Here is an example code snippet showing how you can compute the AlexNet
features for some images (your actual code might be different):

```python
# img = ... a PyTorch tensor with shape [N,3,224,224] containing hand images ...
features = alexnet.features(img)
```

**Save the computed features**. You will be using these features as input to your
neural network in Part (b), and you do *not* want to re-compute the features
every time. Instead, run `alexnet.features` once for each image, and save the
result.


#### Part (b) - 3 pt

Build a convolutional neural network model that takes **as input** these AlexNet features,
and makes a prediction. Your model should be a subclass of `nn.Module`.

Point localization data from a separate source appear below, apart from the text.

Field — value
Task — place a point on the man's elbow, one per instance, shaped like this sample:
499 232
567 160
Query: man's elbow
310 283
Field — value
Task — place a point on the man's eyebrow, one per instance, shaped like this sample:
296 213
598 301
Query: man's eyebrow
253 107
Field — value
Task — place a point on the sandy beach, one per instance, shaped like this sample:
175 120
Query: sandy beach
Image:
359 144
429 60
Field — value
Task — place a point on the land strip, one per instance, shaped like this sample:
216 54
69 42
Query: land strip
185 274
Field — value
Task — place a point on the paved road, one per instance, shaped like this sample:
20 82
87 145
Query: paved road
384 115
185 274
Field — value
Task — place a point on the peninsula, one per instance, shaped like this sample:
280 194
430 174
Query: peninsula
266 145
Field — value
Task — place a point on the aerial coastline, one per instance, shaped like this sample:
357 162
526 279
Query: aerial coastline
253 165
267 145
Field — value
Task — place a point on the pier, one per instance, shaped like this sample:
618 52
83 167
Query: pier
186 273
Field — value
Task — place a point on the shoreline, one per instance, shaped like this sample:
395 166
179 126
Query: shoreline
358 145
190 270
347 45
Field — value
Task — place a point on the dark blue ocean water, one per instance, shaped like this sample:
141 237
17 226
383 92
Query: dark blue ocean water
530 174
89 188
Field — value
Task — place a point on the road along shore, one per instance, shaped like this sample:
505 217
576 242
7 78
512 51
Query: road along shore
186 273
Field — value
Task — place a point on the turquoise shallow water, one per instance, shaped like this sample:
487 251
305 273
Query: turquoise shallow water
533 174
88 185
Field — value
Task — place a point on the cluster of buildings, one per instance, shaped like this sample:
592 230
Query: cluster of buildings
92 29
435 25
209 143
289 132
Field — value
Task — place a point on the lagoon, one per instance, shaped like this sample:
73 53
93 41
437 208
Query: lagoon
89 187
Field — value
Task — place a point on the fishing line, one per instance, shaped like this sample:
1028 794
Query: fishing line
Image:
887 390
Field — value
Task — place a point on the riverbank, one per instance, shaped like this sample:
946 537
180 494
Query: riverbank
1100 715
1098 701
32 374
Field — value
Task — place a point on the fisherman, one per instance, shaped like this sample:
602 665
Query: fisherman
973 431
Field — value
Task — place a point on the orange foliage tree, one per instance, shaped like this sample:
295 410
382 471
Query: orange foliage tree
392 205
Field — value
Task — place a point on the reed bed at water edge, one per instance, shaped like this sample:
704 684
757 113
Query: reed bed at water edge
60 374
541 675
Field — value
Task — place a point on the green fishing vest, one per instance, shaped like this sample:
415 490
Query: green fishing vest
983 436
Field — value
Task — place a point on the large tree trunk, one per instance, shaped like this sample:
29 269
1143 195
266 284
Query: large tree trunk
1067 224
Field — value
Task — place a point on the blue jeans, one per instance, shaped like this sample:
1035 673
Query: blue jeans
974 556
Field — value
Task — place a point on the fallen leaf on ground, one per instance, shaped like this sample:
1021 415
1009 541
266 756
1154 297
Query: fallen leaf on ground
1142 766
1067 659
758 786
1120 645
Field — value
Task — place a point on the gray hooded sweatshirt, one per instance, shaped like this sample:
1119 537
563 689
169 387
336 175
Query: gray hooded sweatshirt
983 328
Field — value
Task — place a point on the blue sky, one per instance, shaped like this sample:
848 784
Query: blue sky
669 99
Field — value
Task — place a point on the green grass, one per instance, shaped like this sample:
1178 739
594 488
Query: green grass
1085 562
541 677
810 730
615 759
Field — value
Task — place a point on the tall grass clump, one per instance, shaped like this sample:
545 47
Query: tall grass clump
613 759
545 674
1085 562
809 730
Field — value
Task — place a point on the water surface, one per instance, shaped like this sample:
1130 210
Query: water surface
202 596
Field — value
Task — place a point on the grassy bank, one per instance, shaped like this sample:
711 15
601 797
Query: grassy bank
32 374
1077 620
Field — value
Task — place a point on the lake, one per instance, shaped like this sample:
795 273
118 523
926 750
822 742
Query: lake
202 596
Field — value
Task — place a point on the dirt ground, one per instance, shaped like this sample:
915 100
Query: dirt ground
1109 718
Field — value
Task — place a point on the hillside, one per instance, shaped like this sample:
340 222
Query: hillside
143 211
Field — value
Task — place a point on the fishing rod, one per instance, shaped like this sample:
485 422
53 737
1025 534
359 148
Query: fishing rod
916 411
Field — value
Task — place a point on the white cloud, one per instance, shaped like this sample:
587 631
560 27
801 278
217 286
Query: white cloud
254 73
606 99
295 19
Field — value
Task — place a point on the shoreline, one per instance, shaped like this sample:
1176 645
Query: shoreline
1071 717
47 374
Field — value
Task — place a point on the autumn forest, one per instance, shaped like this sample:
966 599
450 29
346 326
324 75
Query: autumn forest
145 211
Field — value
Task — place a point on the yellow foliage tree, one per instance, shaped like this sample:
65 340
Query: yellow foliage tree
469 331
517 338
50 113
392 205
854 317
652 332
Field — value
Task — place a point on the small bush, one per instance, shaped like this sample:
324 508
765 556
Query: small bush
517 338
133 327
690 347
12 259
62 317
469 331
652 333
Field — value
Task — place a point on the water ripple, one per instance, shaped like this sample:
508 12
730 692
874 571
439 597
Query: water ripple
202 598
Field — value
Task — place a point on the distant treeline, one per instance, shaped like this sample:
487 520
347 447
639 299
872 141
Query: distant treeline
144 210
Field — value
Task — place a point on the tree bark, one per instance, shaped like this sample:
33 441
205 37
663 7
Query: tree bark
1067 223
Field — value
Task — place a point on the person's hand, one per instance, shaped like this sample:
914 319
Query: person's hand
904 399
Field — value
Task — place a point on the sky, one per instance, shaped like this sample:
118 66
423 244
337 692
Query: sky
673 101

Explain your choice of neural network architecture: how many layers did you choose?
What types of layers did you use: fully-connected or convolutional? What about other
decisions like pooling layers, activation functions, number of channels / hidden units
in each layer?

Here is an example of how your model may be called:

```python
# features = ... load precomputed alexnet.features(img) ...
output = model(features)
prob = F.softmax(output)
```

#### Part (c) - 5 pt

Train your new network, including any hyperparameter tuning.
Plot and submit the training curve of your best model only.

**Note**: Depending on how you are caching (saving) your AlexNet features,
PyTorch might still be tracking updates to the **AlexNet weights**, which we are not tuning.
One workaround is to convert your AlexNet feature tensor into a numpy array, and then back into a PyTorch tensor.

```python
tensor = torch.from_numpy(tensor.detach().numpy())
```

#### Part (d) - 2 pt

Report the test accuracy of your best model.
How does the test accuracy compare to part 4(d)?